The proposed methods and evaluation criteria seem pretty reasonable for the problem they’re tackling. The idea of using Token Signature to predict whether CoT will be effective makes sense, and they back it up with solid benchmarks across different types of tasks. The Aggregated SC metric is a smart way to analyze token probability trends, and the Dynamic CoT method helps optimize when to use CoT, balancing accuracy and efficiency.

The evaluation setup is well thought out—they test on a variety of benchmarks (math, commonsense, symbolic reasoning, etc.) and compare against both open-source and closed-source models. That gives a broad perspective on how well the method generalizes. One minor thing is that they only tested closed-source transfer on GPT-4o, so it’d be nice to see results on more proprietary models. But overall, the approach makes sense, and the experiments support their claims well.

理论论述

No theoretical claims

实验设计与分析

The experimental design is solid, testing Token Signature and Dynamic CoT across multiple benchmarks and models. The correlation between token probability trends and CoT effectiveness is well-supported, but causality isn’t fully established. It’d help to see ablation studies and failure case analysis to understand when Dynamic CoT misclassifies. Also, testing more closed-source models beyond GPT-4o would strengthen generalization claims.

补充材料

No supplementary material provided

与现有文献的关系

Chain-of-Thought is a widely used trick for LLMs, so this paper should be quite useful for improving overall LLM applications.

遗漏的重要参考文献

No

其他优缺点

The paper is easy to follow.

其他意见或建议

Figure 1 - CoT is significantly greater than 0 (p ¡ 0.05). Predicting Chain-of-Thought Gains with Token Decoding Feature" - Should "Feature" be plural (Features)?

作者回复

Response to reviewer xvNF:

Dear reviewer:
Thank you for reviewing our article and raising questions and suggestions. We now respond to the corresponding questions as follows.

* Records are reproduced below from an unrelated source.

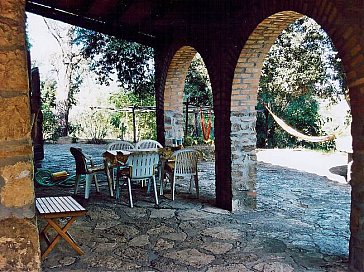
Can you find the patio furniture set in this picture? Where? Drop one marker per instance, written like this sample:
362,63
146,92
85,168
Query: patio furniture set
147,162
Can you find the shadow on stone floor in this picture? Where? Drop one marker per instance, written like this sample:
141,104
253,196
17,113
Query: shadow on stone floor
292,228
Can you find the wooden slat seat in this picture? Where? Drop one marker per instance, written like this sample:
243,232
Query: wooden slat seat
54,208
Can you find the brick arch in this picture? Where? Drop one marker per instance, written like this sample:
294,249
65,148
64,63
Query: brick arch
243,101
173,92
348,41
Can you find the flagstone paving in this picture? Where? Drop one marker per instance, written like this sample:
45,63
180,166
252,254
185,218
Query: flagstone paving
300,224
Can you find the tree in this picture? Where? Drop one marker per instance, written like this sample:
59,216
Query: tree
68,68
301,68
133,63
197,84
50,121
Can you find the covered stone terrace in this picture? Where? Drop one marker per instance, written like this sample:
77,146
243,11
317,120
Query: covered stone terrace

Q1: They only tested closed-source transfer on GPT-4o, so it’d be nice to see results on more proprietary models.

Response: Thanks for your suggestion. Testing more proprietary models will increase the robustness of our approach. We will include testing of other proprietary models in the latest version of the paper.

Q2: It’d help to see ablation studies and failure case analysis to understand when Dynamic CoT misclassifies.

Response: Thanks for your suggestion. We perform some ablation experiments to strengthen our research, such as the prediction accuracy of the SC metric of the first N tokens decoded, and changing the prompt (few-shot CoT/zero-shot CoT) to see the impact. In order to verify the impact of different parameters, we use 10/20/50/100/200 tokens for experiments, and compare the prediction performance of Instance SC and Aggregated SC respectively. The comparison shows that the prediction performance of the first 50 tokens is the best (Instance SC (69.6%) and Aggregated_SC (89.3%)). We also explore the impact of different types of CoT, and the results show the robustness of our method. The above ablation experiment will be updated in the latest version of our paper. In addition, we will also add failure case analysis to the latest version of the paper to analyze the possible causes of failure (classification training samples/random errors, etc.) to ensure the comprehensiveness of our research.

Q3: Other writing problems in Figure 1.

Response: Thank you for pointing out the writing problems in the paper. We re-checked the paper and corrected the pointed out problems.

Q4: Is there a theoretical basis for why Token Signature correlates with CoT gain?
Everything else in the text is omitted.